2. All search parameters previously used in `Scientist()` have been moved to the respective functions. Users thus pass match margins where they are used.
3. There are no more default values for the search parameters in `Original().filter_candidates()`. If no values are passed, the respective filter won't apply!
4. Some functions have been renamed: `Original().define_search_group()` became `Original().identify_candidates_from_sources()`, and `Original().find_matches()` became `Original().filter_candidates()`.
In sum, the previous snippet
.. code-block:: python
>>> import sosia
>>> sosia.get_field_source_information()
>>> sosia.make_database()
>>> stefano = sosia.Original(55208373700, 2019)
>>> stefano.define_search_sources()
>>> stefano.define_search_group()
>>> stefano.find_matches()
>>> stefano.inform_matches()
becomes this snippet:
.. code-block:: python
>>> import sosia
>>> stefano = sosia.Original(55208373700, 2019)
>>> stefano.define_search_sources()
>>> stefano.identify_candidates_from_sources(
>>> first_year_margin=0.2, frequency=4)
>>> stefano.filter_candidates(same_discipline=True,
>>> first_year_margin=2, pub_margin=0.2,
>>> coauth_margin=0.2, cits_margin=0.2)
>>> stefano.inform_matches()
However, this will not yield quite the same matches, as the definition of candidates (formerly search group) underwent a drastic change. Previously, `sosia` considered only authors that published in two periods: The exact same year when the focal author published for the last time (the last year, formerly the active year), and in the provided margin around the first year.
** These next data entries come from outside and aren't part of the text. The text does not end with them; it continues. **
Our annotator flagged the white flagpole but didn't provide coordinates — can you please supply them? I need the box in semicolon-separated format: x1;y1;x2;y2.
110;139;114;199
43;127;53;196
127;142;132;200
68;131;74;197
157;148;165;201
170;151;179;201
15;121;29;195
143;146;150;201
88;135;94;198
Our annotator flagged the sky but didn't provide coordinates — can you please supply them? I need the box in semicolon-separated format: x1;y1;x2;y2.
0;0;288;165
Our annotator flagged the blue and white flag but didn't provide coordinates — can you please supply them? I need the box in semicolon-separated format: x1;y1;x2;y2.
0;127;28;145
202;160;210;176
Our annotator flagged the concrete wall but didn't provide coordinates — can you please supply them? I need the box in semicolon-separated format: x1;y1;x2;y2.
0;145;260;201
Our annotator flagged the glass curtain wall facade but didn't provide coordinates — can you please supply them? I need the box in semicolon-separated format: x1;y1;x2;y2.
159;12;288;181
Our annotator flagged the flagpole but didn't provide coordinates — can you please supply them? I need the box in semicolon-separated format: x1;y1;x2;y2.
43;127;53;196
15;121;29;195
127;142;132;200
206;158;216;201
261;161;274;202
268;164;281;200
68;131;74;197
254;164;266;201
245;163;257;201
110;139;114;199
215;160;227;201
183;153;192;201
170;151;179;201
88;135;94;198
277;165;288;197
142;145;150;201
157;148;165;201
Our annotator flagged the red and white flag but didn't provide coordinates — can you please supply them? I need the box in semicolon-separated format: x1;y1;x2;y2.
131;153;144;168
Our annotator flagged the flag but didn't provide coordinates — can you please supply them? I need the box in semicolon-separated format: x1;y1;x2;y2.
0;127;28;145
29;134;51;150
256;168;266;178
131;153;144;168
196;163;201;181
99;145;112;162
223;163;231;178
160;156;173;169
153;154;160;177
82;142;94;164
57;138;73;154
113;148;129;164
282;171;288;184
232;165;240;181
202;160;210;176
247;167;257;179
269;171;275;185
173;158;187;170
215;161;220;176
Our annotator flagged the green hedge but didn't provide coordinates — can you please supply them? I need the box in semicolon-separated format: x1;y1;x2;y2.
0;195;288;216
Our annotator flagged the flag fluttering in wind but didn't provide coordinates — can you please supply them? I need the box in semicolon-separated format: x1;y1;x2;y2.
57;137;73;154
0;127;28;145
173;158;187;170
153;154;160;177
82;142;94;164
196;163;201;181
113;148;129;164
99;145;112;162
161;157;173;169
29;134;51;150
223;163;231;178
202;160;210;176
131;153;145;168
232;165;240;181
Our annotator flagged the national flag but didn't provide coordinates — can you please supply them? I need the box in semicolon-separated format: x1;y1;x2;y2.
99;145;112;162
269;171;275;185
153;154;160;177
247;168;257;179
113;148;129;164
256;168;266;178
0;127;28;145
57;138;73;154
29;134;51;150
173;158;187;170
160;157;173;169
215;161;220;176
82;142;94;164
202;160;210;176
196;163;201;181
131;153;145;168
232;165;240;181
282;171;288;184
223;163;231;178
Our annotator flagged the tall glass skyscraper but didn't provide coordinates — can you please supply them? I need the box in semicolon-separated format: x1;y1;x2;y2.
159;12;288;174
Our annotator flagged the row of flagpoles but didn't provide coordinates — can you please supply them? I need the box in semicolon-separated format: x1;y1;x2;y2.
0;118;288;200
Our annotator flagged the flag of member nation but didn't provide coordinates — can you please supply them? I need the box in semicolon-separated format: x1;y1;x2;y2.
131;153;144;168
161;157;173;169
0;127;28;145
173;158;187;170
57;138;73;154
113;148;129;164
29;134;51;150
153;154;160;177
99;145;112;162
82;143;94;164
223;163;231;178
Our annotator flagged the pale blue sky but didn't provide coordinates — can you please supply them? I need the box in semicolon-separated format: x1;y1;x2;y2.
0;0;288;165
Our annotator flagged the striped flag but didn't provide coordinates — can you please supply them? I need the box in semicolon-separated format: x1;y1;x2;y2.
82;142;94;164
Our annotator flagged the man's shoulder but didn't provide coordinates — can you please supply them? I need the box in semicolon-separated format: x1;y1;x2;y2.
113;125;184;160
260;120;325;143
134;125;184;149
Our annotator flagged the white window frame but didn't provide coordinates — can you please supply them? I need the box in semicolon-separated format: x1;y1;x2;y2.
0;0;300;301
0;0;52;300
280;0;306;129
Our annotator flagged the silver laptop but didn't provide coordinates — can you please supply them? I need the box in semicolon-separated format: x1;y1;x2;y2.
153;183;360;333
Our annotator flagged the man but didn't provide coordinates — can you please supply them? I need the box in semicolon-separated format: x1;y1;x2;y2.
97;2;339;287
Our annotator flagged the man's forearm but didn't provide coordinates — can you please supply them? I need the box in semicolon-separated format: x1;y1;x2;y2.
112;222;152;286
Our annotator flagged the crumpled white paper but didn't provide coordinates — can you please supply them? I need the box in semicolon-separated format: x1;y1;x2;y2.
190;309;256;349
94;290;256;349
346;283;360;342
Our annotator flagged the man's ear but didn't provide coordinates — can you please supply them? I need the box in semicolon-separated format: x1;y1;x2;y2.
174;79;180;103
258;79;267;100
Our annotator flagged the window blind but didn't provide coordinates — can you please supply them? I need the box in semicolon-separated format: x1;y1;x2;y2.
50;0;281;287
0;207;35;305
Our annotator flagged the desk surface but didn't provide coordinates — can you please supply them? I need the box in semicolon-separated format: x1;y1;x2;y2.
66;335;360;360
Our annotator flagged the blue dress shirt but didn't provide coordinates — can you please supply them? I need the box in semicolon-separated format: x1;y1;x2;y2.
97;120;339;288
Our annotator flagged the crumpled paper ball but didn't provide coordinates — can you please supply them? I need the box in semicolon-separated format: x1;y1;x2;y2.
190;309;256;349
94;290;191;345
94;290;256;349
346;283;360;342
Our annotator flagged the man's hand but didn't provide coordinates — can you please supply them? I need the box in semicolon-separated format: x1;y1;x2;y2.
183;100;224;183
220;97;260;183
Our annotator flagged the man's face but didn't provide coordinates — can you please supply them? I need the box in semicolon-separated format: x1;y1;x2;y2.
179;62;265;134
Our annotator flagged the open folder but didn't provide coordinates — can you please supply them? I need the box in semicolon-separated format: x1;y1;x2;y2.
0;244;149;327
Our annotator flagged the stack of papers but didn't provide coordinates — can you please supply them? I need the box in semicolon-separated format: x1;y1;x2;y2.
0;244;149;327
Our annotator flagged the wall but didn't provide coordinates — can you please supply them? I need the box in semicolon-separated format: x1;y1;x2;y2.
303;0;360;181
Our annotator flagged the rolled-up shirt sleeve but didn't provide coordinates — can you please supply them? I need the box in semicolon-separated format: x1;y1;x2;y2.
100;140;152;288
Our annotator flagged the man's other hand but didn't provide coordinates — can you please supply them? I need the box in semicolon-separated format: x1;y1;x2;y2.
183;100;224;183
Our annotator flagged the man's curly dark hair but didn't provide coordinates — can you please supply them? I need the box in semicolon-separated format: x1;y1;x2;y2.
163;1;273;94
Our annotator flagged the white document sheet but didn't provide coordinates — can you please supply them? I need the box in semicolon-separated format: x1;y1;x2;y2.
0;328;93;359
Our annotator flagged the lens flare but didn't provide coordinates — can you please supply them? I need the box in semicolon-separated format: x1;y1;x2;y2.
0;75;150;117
Now, to be considered a candidate, an author must have publications in multiple periods, each matching the 'frequency' parameter in length. Think of this as the average publication duration of an author. If "frequency" is not given, `sosia` infers the publication frequency of the focal author by dividing the number of publications through the number of years between the match year and the inferred first year.